El comisario, atónito, me miraba con desconfianza.
—Dios mío —le dije—, la desaparición de los muebles coincide extrañamente
con la del mueblero.
Sonrió:
—Es verdad. Usted hizo mal en comprar y en pagar ayer muebles suyos.
—Eso le dio la alarma.
Proseguí:
—Lo inexplicable es que el lugar que ayer ocupaban mis muebles, ahora está
ocupado por otros.
—Tuvo cómplices y la noche entera. Esta casa debe comunicar con la de los
vecinos. No tema, señor: tomaré con empeño el asunto. No tardará en caer el malhechor,
ya que vigilamos la madriguera.
Permanecí en Rouen quince días. El
hombre no volvió.
El decimosexto día, a la mañana, recibí de mi jardinero, esta asombrosa
carta:
"Señor, tengo el honor de informar al señor que anoche ha sucedido
algo qué nadie entiende, ni siquiera la policía. Todos los muebles están de
vuelta, sin que falte uno, todos, hasta el objeto más diminuto.

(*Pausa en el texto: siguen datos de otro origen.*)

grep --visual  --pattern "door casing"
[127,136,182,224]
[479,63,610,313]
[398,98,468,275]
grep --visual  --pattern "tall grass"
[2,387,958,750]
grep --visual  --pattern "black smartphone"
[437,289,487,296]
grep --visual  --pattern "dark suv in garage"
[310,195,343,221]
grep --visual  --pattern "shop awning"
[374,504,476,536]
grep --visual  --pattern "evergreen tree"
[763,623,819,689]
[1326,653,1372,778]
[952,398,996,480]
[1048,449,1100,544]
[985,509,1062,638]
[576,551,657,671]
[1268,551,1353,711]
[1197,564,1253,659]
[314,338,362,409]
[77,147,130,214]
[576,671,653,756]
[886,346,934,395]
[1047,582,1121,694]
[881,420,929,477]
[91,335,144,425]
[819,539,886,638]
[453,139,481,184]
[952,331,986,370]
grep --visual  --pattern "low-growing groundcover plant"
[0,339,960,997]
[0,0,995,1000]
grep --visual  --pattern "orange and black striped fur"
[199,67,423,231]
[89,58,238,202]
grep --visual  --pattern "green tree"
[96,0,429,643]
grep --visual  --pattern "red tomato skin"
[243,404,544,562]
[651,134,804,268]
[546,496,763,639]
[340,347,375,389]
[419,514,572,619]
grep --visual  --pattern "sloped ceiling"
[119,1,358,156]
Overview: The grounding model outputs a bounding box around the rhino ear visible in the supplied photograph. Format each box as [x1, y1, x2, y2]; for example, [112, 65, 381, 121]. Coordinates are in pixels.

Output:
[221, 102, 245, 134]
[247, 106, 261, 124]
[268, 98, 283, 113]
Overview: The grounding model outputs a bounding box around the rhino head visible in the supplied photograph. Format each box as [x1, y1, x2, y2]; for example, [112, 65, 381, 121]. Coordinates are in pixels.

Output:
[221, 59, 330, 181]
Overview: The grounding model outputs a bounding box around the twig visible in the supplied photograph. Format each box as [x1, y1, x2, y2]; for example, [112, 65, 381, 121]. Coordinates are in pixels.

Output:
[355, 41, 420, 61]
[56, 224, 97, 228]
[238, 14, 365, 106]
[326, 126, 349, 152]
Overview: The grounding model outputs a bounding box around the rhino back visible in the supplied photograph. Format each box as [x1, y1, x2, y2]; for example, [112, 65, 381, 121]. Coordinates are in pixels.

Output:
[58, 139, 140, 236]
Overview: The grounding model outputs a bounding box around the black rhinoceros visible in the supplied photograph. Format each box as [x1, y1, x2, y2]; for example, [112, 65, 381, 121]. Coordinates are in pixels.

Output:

La casa está
ahora como estaba la víspera del robo. Es para volverse loco. Eso sucedió en la
noche del viernes al sábado. Los caminos están deshechos, como si hubieran
arrastrado todo, del portón a la casa. Así estaba el día de la desaparición.
"Esperamos al señor, de quien soy el humilde servidor.
RAUDIN, Felipe."
Mostré la carta al comisario de Rouen.
—Es una restitución habilísima —dijo—. No hagamos nada. Atraparemos al
hombre uno de estos días.
III
Pero no lo atraparon. Nunca lo atraparán. Y ahora lo temo, como si fuera un
animal feroz, que me persiguiera.
Aunque lo esperen en su casa, no lo encontrarán. Yo sólo puedo encontrarlo.
Y no quiero.
Y si vuelve, si vuelve a su tienda, ¿quién probará que mis muebles estaban
ahí? Sólo hay mi testimonio, y me doy cuenta que empiezan a no creerme.
Así, la vida era intolerable. No podía guardar el secreto de lo que había
visto. No podía seguir viviendo como todos, bajo el temor de que tales cosas se
repitieran.
Vine a ver al médico que dirige este sanatorio y le referí todo. Después de
un largo interrogatorio me dijo:
—¿Consentiría usted, señor, en permanecer algún tiempo aquí?
—Encantado, señor.
—¿Usted dispone de medios?
—Sí, señor.
—¿Quiere usted un pabellón aislado?
—Sí, señor.
—¿Desea usted recibir amigos?
—No, señor, a nadie.
El hombre de Rouen puede atreverse, por venganza a perseguirme aquí...
IV
Hace tres meses que estoy solo. Estoy más o menos tranquilo. Sólo tengo un
temor. Si el hombre de Rouen se enloqueciera, si lo trajeran aquí...
No hay seguridad, ni en las cárceles.
GUY DE MAUPASSANT: L'Inutile Beauté (1899).
Borges, Jorge Luis; Bioy Casares, Adolfo; Ocampo Silvina, Antología de la
Literatura fantástica, Editorial Sudamericana, 1965
GUY DE MAUPASSANT, cuentista francés, nacido en el castillo de Miromesnil,
en 1850, muerto en Auteuil, en 1893. Ha escrito varias novelas y doscientos
quince cuentos. Entre sus libros, citaremos: La Maison Tellier (1881); Les
Saeurs Rondoli (1884); Bel Ami (1885); Contes du Jour et de la Nuit (1885);
Monsieur Parent (1888); Le Horla (1887); La Main Gauche (1889); Notre Coeur
(1890); Le Lit (1895). Todos han sido traducidos.